Not an obvious choice of subject, but the resulting movie "Inhale," which opened in North American cinemas this weekend, is a gripping no-holds-barred investigation of a truly terrifying trade.
The film, which fans say could make Kormakur Iceland’s most famous export since Bjork, tells the story of an American couple ready to do anything to find a lung for their sick daughter.
To this end district attorney Paul and his wife Diane (played by Dermot Mulroney and Diane Kruger) travel from their comfortable Santa Fe home life to the Mexican border town of Juarez, in search of organs for sale.

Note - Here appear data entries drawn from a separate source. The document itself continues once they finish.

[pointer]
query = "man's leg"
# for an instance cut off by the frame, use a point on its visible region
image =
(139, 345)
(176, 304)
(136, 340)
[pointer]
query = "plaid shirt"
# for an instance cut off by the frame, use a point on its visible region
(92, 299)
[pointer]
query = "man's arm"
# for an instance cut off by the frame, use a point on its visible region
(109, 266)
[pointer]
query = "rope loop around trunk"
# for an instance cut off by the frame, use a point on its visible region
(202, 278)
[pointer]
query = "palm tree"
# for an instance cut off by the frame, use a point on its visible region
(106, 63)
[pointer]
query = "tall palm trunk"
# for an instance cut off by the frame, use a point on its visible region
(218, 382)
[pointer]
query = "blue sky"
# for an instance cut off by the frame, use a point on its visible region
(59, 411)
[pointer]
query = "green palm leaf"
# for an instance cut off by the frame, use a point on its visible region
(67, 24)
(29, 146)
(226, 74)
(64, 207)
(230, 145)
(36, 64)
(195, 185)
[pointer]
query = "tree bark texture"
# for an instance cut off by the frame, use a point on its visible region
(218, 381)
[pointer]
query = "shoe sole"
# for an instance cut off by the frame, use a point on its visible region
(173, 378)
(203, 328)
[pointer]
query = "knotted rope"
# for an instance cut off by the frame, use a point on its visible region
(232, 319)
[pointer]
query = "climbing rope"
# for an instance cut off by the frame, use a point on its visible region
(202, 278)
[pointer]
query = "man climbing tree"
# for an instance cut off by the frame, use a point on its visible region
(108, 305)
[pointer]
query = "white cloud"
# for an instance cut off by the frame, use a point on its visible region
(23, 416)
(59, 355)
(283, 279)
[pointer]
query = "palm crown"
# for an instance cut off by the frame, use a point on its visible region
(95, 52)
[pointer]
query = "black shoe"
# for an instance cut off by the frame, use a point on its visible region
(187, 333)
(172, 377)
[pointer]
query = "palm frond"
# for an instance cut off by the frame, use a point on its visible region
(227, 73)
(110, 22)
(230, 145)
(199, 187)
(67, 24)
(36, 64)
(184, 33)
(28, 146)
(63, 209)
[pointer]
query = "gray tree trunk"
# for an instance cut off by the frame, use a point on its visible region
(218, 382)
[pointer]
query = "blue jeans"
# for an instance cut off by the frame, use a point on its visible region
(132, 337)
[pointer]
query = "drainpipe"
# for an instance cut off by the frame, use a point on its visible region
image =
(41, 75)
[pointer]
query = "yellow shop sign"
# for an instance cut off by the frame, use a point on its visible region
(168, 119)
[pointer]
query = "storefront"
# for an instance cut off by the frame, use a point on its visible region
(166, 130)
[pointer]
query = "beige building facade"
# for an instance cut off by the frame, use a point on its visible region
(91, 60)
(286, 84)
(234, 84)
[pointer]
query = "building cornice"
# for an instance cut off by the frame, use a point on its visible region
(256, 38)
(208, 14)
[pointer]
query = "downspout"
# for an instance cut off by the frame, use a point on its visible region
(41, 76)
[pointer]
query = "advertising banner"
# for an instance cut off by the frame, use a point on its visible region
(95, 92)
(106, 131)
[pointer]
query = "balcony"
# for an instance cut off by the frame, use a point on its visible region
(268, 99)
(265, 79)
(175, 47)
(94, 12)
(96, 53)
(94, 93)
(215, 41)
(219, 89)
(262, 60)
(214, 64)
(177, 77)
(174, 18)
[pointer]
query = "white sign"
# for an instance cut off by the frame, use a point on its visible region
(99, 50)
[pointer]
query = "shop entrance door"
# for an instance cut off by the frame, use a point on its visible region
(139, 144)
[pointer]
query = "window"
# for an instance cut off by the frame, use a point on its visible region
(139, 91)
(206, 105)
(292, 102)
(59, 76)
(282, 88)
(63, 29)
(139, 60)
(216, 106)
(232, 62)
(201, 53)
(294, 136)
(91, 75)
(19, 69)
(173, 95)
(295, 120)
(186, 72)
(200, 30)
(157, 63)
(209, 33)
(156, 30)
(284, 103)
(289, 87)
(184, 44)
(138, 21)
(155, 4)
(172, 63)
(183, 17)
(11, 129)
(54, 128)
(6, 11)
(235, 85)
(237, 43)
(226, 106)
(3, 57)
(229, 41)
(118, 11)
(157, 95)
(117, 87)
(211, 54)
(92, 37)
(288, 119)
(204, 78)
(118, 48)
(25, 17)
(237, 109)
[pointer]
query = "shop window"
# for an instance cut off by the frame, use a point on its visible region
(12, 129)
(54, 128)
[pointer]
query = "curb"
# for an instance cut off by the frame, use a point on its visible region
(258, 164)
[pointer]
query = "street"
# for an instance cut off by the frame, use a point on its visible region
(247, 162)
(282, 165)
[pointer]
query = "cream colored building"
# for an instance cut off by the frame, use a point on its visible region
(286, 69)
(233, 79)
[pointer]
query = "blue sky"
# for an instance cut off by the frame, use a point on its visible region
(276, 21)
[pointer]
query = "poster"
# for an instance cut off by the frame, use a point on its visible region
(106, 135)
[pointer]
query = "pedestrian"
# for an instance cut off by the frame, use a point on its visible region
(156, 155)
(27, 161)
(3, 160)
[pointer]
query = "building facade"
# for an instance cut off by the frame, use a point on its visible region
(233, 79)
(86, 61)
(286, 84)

Kormakur, whose work notably includes the 2000 film "101 Reykjavik" with Victoria Abril, was offered the chance to make a film in the US after the success of his home-based movies here.
"In my position you’re mostly sent things like horror films, not necessarily the best scripts because you haven’t made anything in the States," he told AFP.
"I knew a little bit about the stories of organs trafficking, and it intrigued me," he said, recalling his love of thrillers like "Burning Mississippi" or "Witness," "movies that take you to a new world."
Traveling to Juarez, across the border from the Texan city of El Paso, "I saw the most horrific world I’ve ever been in," added the 44-year-old, who uses an almost documentary style to tell the story.
With a population of 1.4 million, the city is considered the most dangerous in Mexico. More than 2,500 people have been killed there this year, mostly in the war between police and drug traffickers.
"There was no way we could get the insurance to shoot down there so we had to recreate that world in El Paso," said the filmmaker.
For Kormakur, the son of an Icelandic mother and a Spanish father, the movie also marked his return to a country where he moved to live when he was 11 years old, and which even then was scarred by violence.
"To move from Iceland to Mexico at 11 years old has quite an impact. The bus driver, when I was going to, school, had a gun, because there were so many kidnappings at this time," he said.
"A bus driver with a gun, you can’t imagine that in Iceland!"
He insists his film is not making any moral judgments. "I’m not drawn to hip, the cool. I like the raw, reality of things," he said.
"It’s great to have the opportunity to talk about things like that, and get people to think about it. I’m not like preaching or saying what’s right or wrong."
And he added: "This is an horrific trade. I read stories about grandmothers selling their grandchild to be used for organs," he said.
"Anyone saying ‘You’re making a dark picture of Mexico,’ these people have not been there. These people don’t realize how desperate the situation is in these places."